We have our Alaskan photos up on something resembling a website now. Rather than send you all to the full set of photos - about like staring into the sun - I'm going to run through day by day and pick out some highlights photos. Contact me directly if you really want the "staring into the sun" variety.
On the 13th of June, after work, we left San Jose for the great north. The FJ Cruiser was packed up with care. The little MaoMao bird was carefully deposited in her own home cage, which we moved to "Bird Camp" (Yifun's parents' house). Our plan was to make Redding or thereabouts by nightfall. The plan worked out.

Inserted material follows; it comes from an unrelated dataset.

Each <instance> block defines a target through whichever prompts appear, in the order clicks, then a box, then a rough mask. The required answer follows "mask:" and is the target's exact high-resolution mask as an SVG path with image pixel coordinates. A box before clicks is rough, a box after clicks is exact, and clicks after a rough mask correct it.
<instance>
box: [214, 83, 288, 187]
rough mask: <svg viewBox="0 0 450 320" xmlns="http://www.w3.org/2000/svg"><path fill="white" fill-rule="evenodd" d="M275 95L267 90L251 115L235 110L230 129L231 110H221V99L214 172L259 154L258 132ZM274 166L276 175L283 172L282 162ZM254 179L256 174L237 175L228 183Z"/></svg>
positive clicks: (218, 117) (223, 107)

So on the 14th of June, we made our real departure from Northern California, turning off I-5 north and heading Northeast up through the northern California wilds. It is very curious country up here. Lots of rocks everywhere, just lying around on the ground...ostensibly these are ranches or farms but I pity the man who tries to plough it. Some enterprising ranchers had taken to piling the rocks on palettes, with chicken-wire columns to contain them. It looks like these "Bales" of rocks were up for sale, and many of the farms (usually what looked like horse pastures) seemed to have 3' wide stone-piled fences surrounding their compounds. I have to admit, it's a really nice look. Up past the farms, we found Mt. Shasta was out with nary a cloud to be seen. Since we normally drive through here in the Winter to my parents' house in Seattle, this was a pleasant surprise.
We stopped not long after at a small rest stop, and prepared the first of what would be many savory lunches. We really had some good ideas for making quick road food without paying for every meal. This was one of our better ones, and we kept returning to it. Tortillas are great; they keep well, they pack flat, and they're tasty. Combine with any kind of meat and sauces and you make an instance lunch wrap. Today we had some freeze-dried (camp food) onions and chives, so we just put some water in the baggy to let them soak. Drain that, add some mayo, salt, and pepper, then the tunafish (from a foil pack). Lay down some salad greens, then the tuna, and you've got an instant wrap. We switched in some Salmon, some chicken breasts, throughout the trip.
As we continued northward, Yifun found a reference to a local park near the road in her map. Lava Butte national volcanic monument. There's quite a lot of this sort of thing in northeastern California, Oregon, and thereabouts. Here at Lava Butte, there's a cindercone, built up from years of smaller eruptions. Below the cindercone there's massive piles of black volcanic rock, spreading out in a sea of black amongst the pine trees. Every so often you see an enterprising pine tree that thinks it can grow in the middle of this sort of thing. If you're lucky, like we were, there'll be room to drive up to the top of the cindercone. It's a long spiral drive, on a road only just barely wide enough for two cars. It's quite a view from up there, so it's no surprise they put a fire control station here.